= Latarjet procedure =

Surgical procedure on shoulder dislocations

The Latarjet operation, also known as the Latarjet-Bristow procedure, is a surgical procedure used to treat recurrent shoulder dislocations, typically caused by bone loss or a fracture of the glenoid. The procedure was first described by French surgeon Dr. Michel Latarjet in 1954.

==Mechanism==
The mechanism of action has been described as a triple blocking effect:
1. conjoint tendon of shoulder i.e short head of the biceps and coracobrachialis, acting as a sling on the subscapularis and capsule with the arm abducted and externally rotated;
2. increasing or restoring the glenoid bone; and
3. repair of the capsule to the stump of coracoacromial ligament.

==Procedure==
The Latarjet procedure involves the removal and transfer of a section of the coracoid process and its attached muscles to the front of the glenoid. This placement of the coracoid acts as a bone block which, combined with the transferred muscles acting as a strut, prevents further dislocation of the joint. In layman's terms, this procedure involves removing a piece of bone from another part of the shoulder, and attaching it to the front of your shoulder socket. The bone will then act as a barrier which will physically block the shoulder from slipping out of the socket, while the muscles which are transferred with the bone will give additional stability to the joint.

==Effectiveness==
While the Latarjet procedure can be used for surgical treatment of most cases of shoulder dislocations or subluxation, it is particularly indicated in cases with bone defects. The failure rate following arthroscopic Bankart repair has been shown to dramatically increase from 4% to 67% in patients with significant bone loss. The same authors subsequently reported much improved results when the Latarjet operation was used in patients with bone loss. A number of technical variations have been proposed including both open and arthroscopic variations. Complication rates are between 15–30%, with long-term issues such as graft osteolysis continuing to be an issue with the procedure.

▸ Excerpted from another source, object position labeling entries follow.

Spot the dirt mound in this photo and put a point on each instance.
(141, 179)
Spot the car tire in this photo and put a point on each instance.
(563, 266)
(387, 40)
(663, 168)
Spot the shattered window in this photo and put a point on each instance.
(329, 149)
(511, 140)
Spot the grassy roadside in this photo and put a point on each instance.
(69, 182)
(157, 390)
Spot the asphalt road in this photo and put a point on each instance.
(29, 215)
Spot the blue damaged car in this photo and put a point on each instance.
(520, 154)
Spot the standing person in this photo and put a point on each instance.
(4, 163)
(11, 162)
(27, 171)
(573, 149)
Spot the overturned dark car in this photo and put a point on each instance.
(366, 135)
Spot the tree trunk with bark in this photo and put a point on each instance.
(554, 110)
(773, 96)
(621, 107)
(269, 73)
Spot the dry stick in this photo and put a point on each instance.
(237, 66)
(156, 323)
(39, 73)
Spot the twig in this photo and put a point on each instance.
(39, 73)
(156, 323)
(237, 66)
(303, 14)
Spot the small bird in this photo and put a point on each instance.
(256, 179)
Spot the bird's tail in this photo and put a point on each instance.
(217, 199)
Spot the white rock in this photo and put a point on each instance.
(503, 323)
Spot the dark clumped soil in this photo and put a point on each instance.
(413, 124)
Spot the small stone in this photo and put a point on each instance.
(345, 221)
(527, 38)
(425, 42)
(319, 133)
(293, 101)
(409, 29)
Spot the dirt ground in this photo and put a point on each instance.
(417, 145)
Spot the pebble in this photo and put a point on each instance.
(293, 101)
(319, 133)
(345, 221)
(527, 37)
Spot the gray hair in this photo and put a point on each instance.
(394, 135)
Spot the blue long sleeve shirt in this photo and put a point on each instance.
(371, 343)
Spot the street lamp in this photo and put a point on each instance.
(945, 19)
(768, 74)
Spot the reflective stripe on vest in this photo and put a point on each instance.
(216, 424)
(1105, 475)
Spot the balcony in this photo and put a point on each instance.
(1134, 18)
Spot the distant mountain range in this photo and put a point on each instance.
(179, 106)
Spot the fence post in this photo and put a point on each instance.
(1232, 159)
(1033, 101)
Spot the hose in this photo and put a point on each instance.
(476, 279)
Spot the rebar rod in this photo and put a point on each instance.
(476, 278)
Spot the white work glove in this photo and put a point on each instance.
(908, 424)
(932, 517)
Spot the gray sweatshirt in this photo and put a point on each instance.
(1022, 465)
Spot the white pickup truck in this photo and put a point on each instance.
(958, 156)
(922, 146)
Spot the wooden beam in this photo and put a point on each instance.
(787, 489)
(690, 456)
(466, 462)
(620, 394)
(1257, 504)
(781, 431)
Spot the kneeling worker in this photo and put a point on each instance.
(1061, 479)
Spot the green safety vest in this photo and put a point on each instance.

With appropriate patient selection, the Latarjet procedure can be expected to prevent recurrent anterior instability in approximately 94–99% of cases. Full recovery can take six months; however, the majority of activities can be resumed after three. The main long-term side effect is reduced external rotation range in the shoulder.

The Latarjet operation has also been demonstrated to be successful in contact athletes and rugby players.

In summary, the Latarjet operation may ideally be suited as the shoulder reconstruction procedure of choice for contact athletes, patients with increased shoulder laxity, failed previous shoulder reconstructions or if there is significant bone damage.